Jeżeli Collin był wielkim wodzem złoczyńców, trzeba przyznać, iż był niemniejszym lekarzem dusz. Zjawienie się tego człowieka w apartamentach państwa de Sérizy, wniosło w nie zarazem wstyd i nadzieję. Wiele osób, hrabia, lekarze, znajdowali się w saloniku obok sypialni hrabiny; ale, aby oszczędzić wszelkiej plamy jego honorowi, hr. de Bauvan wyprawił wszystkich i został sam z przyjacielem. Widzieć w swoim progu złowrogą osobistość, był to już dosyć dotkliwy cios dla wiceprezydenta Rady Stanu, członka przybocznej Rady.
Collin zmienił odzież. Włożył czarne spodnie i tużurek; chód, spojrzenie, gesty, wszystko było bez zarzutu.
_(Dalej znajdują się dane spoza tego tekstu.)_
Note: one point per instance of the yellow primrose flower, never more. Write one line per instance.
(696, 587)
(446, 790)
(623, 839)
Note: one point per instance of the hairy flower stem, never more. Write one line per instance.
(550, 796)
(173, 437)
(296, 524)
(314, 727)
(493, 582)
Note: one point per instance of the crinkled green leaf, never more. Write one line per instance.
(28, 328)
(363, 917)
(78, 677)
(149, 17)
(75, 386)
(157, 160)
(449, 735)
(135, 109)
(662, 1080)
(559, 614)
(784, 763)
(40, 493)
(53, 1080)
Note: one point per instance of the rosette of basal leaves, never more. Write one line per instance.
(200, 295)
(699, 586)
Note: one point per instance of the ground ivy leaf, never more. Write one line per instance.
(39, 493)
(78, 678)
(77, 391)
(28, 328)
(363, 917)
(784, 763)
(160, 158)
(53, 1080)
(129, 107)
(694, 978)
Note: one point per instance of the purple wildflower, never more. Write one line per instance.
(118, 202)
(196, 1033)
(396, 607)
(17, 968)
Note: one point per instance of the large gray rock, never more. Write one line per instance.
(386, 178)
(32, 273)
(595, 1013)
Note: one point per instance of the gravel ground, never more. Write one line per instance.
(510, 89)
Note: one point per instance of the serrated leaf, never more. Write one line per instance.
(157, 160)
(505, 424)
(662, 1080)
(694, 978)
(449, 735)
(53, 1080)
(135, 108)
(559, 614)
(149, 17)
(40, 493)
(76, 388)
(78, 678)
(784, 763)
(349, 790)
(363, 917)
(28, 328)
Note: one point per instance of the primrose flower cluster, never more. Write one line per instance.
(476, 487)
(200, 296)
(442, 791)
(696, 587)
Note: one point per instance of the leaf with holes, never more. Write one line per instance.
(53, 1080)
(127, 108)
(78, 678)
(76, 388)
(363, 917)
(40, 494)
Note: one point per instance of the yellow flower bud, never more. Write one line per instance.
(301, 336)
Skłonił się obu dostojnikom i spytał czy może wejść do hrabiny.
— Oczekuje pana z niecierpliwością, rzekł pan de Bauvan.
— Z niecierpliwością?... Jest tedy ocalona, rzekł straszliwy czarnoksiężnik.
Strona:PL Balzac - Ostatnie wcielenie Vautrina.djvu/260
Ta strona została uwierzytelniona.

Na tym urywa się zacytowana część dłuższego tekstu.